Ainsi, alors même qu’elle se refuse souvent à l’admettre, l’Université est particulièrement dépendante de l’outillage mental qu’elle façonne et distribue, au point qu’elle vit de façon très conflictuelle les réordonnancements de ce dernier 23, tant sur un plan manifeste (les « mandarins » contre les « hérétiques ») que plus discret et d’autant plus cruel: les « bons élèves » comme les normaliens fidèles à la philologie, par exemple, « restés étrangers [...] du haut de leurs certitudes statutaires, à l’évolution des sciences du langage [...] se sont trouvés soudain dévalués, puis relégués [..] devant l’irruption de la linguistique, importée et défendue par des marginaux, souvent non normaliens, provinciaux ou issus de disciplines ‘inférieures’ » 24.
Les bons élèves sont d’autant plus menacés que les « anciens dominants [...] qui se trouvent conduits, à leur insu et malgré eux, à une position dominée, contribuent en quelque sorte à leur propre déclin en obéissant au sens de la hauteur statutaire qui leur interdit de déroger et d’opérer à temps les reconversions nécessaires » 25.
Ce rappel de la complexité de la sociologie du monde universitaire précise en quelque sorte le statut fragile des tenants du pouvoir, et montre en quoi l’arrogance est leur seule défense face à des méthodes de travail en perpétuel renouvellement.
Mais les formes d’optimisme que peut exprimer une personne sensible depuis une dizaine d’années à l’incidence de l’informatique sur les pratiques de recherche en sciences humaines ne doivent pas faire oublier que l’usage d’un outillage intellectuel renouvelé sert autant les appétits de pouvoir que les projets plus proprement scientifiques.

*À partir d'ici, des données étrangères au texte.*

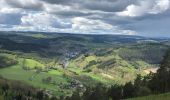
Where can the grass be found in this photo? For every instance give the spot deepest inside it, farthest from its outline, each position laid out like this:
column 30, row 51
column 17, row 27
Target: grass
column 165, row 96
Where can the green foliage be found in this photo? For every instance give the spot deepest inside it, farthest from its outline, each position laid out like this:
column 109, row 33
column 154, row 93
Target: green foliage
column 6, row 61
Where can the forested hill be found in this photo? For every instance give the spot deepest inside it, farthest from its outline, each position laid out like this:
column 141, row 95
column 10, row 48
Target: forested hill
column 64, row 66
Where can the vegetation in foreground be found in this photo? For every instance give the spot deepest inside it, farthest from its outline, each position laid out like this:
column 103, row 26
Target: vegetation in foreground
column 74, row 67
column 165, row 96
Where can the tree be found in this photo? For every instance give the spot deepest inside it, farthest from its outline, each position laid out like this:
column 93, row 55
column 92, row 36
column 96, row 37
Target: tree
column 116, row 92
column 128, row 90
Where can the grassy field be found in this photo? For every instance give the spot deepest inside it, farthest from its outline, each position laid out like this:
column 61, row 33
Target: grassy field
column 35, row 79
column 154, row 97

Certains philosophes du langage n’hésitent pas à user de l’aura procurée par l’ingénierie de la langue pour améliorer leur « image de marque ». Depuis peu, les mêmes qui méprisaient l’internet font tout pour obtenir la responsabilité de la publication web de leur université. Par ailleurs, les relations hiérarchiques entre disciplines ne sont jamais fixées. Si certaines, comme la sociologie, à la suite de Pierre Bourdieu, ont considérablement modifié leurs méthodes dans les années 1970, les héritiers de ce dernier n’ont pas toujours cherché à prolonger un tel effort; d’autres, ayant une image plus poussiéreuse, peuvent être confrontées, par choix ou par nécessité, aux techniques d’écriture contemporaines: avec leurs corpus de CD-ROM et l’implémentation sur des ordinateurs de graphies rares (grec ancien, araméen, etc.), les lettres classiques semblent jouer 26 une carte moderne. En revanche, les spécialistes de littérature qui dédaignent l’internet n’ont donc que le style et la graphie classique pour défendre leur science. Ce qui peut les mettre en fâcheuse posture d’ici quelques années.
On se rappellera que l’écriture contemporaine offre des potentialités plus que des solutions: cette technique peut accroître nos capacités intellectuelles; mais encore faut-il qu’elle fasse l’objet d’une appropriation, et que celle-ci soit accompagnée d’une explicitation des processus mentaux ainsi générés.